The number of applications for photovoltaic systems in Hawaii County has dropped considerably from last year’s numbers, according to permit data from the county Department of Public Works.

This year began on a strong note, with 32 more applications in January compared to January 2015, but they have steadily dropped from there. Last July, there were 331 permit applications filed with the county. This July, just 88.

“It’s not a trivial thing,” said Marco Mangelsdorf, president of Hilo-based ProVision Solar Inc. and member of Hawaii Island Energy Cooperative.

Mangelsdorf and other island solar panel installers attribute the shift to a Hawaii Public Utilities Commission decision last fall that ended the Net Energy Metering program for PV systems, replacing it with two new programs: Consumer Grid Supply and Consumer Self-Supply.

Under Net Energy Metering, customers on the Big Island hooked up to the Hawaii Electric Light Co. grid and were credited the full retail rate for any excess energy their solar systems produced. The program was in use 14 years.

Mangelsdorf said that adoption of solar systems was in the dozens per year from 2001-07, and began to “really accelerate” in 2007. There currently are more than 10,000 residential PV customers on Hawaii Island, or about 19 percent of single-family homes.

According to HELCO, almost 50 percent of the energy generated on the island in 2015 was from a renewable source.

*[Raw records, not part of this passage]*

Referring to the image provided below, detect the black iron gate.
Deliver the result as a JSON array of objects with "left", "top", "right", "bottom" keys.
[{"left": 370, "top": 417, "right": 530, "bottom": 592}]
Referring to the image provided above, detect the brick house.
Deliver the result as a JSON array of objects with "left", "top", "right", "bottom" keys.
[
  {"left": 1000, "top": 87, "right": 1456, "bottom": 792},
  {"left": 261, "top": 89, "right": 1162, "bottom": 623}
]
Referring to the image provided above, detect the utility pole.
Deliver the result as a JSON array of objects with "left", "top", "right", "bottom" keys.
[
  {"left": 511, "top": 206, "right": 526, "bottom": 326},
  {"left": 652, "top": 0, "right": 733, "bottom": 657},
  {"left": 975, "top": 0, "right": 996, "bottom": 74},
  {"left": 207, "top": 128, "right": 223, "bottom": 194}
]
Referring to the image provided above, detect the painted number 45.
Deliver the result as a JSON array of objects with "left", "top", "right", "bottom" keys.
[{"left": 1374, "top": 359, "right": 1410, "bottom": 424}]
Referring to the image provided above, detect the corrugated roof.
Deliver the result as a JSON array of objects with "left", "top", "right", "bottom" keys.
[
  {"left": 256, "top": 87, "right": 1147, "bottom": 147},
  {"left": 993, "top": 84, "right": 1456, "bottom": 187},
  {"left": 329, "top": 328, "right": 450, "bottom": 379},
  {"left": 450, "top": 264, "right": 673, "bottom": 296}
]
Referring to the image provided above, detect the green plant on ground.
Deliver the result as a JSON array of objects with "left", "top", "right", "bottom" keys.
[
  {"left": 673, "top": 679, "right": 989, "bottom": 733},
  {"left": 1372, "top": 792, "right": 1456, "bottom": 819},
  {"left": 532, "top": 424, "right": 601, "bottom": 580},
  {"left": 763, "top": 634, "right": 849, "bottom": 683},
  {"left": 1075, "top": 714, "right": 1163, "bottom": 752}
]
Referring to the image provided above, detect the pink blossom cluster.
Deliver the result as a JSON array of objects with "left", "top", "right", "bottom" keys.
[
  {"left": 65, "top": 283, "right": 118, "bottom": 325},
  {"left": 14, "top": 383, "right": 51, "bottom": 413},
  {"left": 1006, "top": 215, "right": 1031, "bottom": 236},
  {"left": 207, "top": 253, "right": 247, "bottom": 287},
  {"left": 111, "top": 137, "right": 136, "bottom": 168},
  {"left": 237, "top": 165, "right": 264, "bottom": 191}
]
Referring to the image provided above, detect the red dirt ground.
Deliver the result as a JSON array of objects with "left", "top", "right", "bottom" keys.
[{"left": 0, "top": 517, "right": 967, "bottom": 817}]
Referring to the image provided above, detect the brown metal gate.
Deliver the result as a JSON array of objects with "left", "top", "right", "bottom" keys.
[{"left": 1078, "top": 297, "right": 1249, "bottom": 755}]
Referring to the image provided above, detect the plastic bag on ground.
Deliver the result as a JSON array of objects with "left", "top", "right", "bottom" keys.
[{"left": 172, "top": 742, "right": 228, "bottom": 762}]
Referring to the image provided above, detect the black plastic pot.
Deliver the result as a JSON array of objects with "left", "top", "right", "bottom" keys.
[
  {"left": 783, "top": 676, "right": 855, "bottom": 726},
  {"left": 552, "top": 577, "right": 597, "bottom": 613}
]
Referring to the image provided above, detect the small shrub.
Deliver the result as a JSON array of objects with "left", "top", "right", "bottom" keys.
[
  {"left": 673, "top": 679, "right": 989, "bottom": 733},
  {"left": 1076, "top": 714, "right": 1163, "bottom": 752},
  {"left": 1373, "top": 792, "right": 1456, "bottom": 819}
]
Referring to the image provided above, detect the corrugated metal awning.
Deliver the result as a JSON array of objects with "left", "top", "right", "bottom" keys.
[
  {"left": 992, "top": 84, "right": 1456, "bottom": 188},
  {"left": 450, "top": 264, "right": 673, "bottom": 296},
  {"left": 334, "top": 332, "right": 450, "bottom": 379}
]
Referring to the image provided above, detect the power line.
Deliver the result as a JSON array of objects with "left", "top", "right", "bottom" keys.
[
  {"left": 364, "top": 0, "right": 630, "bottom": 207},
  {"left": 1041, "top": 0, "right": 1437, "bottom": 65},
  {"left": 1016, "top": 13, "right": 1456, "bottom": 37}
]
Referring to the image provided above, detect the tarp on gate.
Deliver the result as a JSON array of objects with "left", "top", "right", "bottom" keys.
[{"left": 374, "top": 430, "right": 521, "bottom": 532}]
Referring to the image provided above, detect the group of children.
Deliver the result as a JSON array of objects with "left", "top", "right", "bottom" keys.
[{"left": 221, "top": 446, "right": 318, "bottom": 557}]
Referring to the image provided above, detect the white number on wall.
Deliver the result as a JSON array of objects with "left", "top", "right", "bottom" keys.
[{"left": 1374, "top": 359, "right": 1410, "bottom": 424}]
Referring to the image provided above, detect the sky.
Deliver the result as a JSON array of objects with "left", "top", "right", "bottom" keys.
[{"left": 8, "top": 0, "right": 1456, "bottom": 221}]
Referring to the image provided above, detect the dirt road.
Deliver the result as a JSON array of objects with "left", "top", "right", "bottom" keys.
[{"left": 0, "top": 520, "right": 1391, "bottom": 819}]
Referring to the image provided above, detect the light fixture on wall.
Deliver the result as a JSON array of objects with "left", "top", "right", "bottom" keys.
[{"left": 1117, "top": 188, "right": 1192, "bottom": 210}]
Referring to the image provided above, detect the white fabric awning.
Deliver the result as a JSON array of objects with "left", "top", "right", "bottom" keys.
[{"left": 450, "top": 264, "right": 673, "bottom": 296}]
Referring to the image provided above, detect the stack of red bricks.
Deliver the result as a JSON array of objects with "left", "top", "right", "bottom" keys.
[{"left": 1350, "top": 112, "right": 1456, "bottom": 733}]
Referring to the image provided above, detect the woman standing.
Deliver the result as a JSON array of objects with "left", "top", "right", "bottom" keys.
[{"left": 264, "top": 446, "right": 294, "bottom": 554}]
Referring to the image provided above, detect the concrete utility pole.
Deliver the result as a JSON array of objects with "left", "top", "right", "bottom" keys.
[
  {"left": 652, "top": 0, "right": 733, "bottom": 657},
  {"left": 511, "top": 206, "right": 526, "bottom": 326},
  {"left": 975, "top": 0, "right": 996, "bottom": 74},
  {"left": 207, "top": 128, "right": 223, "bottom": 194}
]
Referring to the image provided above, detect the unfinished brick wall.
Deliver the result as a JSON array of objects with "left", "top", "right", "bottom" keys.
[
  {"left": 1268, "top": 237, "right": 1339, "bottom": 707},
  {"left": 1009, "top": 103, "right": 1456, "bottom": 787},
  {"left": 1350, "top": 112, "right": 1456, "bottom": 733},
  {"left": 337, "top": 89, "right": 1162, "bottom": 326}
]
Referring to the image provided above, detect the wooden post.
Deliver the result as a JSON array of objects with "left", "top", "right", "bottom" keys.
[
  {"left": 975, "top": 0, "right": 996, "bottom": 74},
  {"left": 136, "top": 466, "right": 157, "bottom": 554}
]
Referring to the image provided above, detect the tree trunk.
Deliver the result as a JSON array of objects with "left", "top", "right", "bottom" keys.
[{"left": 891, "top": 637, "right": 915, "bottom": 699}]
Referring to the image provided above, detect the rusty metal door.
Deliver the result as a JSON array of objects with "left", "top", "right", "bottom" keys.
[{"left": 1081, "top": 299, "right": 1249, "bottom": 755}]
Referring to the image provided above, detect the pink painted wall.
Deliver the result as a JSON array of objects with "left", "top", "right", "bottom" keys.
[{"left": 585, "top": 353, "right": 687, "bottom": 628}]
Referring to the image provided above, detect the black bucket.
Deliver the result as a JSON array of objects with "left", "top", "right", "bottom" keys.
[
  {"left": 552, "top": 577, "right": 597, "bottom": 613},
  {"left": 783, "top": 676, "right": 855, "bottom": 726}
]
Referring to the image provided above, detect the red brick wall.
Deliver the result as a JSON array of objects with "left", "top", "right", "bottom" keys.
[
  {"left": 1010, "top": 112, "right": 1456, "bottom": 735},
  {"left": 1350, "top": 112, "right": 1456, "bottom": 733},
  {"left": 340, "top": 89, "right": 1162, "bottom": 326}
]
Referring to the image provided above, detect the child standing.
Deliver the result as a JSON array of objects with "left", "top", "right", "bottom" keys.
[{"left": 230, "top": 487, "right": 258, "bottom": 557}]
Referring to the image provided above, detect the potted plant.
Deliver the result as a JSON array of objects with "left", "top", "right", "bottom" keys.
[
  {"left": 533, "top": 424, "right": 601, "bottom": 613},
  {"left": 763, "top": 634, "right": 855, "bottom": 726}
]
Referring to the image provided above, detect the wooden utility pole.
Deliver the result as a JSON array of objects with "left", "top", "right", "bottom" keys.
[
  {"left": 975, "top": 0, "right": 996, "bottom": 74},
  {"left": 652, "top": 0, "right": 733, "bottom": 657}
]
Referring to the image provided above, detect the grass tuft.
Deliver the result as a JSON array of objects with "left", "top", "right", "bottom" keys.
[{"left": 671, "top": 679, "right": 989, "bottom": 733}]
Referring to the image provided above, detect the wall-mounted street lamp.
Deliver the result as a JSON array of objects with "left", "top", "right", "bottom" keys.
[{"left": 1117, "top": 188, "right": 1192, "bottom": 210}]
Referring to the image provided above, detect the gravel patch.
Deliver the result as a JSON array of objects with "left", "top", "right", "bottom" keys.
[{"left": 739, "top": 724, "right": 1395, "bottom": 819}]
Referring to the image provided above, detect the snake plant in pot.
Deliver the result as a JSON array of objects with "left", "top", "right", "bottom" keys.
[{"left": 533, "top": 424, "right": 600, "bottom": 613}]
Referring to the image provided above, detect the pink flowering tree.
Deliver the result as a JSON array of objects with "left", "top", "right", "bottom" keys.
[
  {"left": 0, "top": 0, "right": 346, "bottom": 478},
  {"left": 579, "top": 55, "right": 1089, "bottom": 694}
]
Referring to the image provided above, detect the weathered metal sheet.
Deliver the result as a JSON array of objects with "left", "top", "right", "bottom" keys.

“We’re still selling, but it’s a different conversation you have to have because you’re not getting full credit back for what you feed into the grid,” said Ed Harris, vice president of operations for P.A. Harris in Kona.

Consumer Grid Supply gives PV owners about 15 cents back for the energy they supply to the grid. Consumer Self-Supply pulls a home off the grid entirely, using battery storage to hold any excess solar power.

HELCO president Jay Ignacio said in a statement that solar investment also decreased because fuel oil prices dropped during the past year, leading to lower electricity bills.

“Generally, lower electric bills provide less of a financial incentive for customers to invest in rooftop solar because the return on their investment is longer,” he said.

To date, HELCO has received 500 applications for the CGS program, Ignacio said.

But even that program is fast approaching its end.

When it created the CGS and CSS programs, the PUC also set a capacity limit of 5 megawatts for Hawaii County, and as of Aug. 9, there were just 0.45 megawatts remaining. Maui County reached its limit in June.

After CGS reaches its limit, consumers who are interested in solar will rely on CSS.

“Despite what I’d like to see happen to my business — which is to continue — the bottom line right now is that the Customer Self-Supply option requires battery storage, and right now the options are quite limited … and they are expensive,” Mangelsdorf said. “So, I’m very much hoping that the commission will increase the cap to provide homeowners with more choices.”

“When the prices of batteries go down, that’s when more people will take advantage of that self-supply,” Harris said.

He said batteries currently cost anywhere from $200 to $1,000.

“In Hawaii in this industry, we are truly on the new frontier here, in that we are seeing limitations and challenges to rooftop solar … that is not being seen yet on the mainland,” Mangelsdorf said. “There are limitations as to what today’s grid can handle.”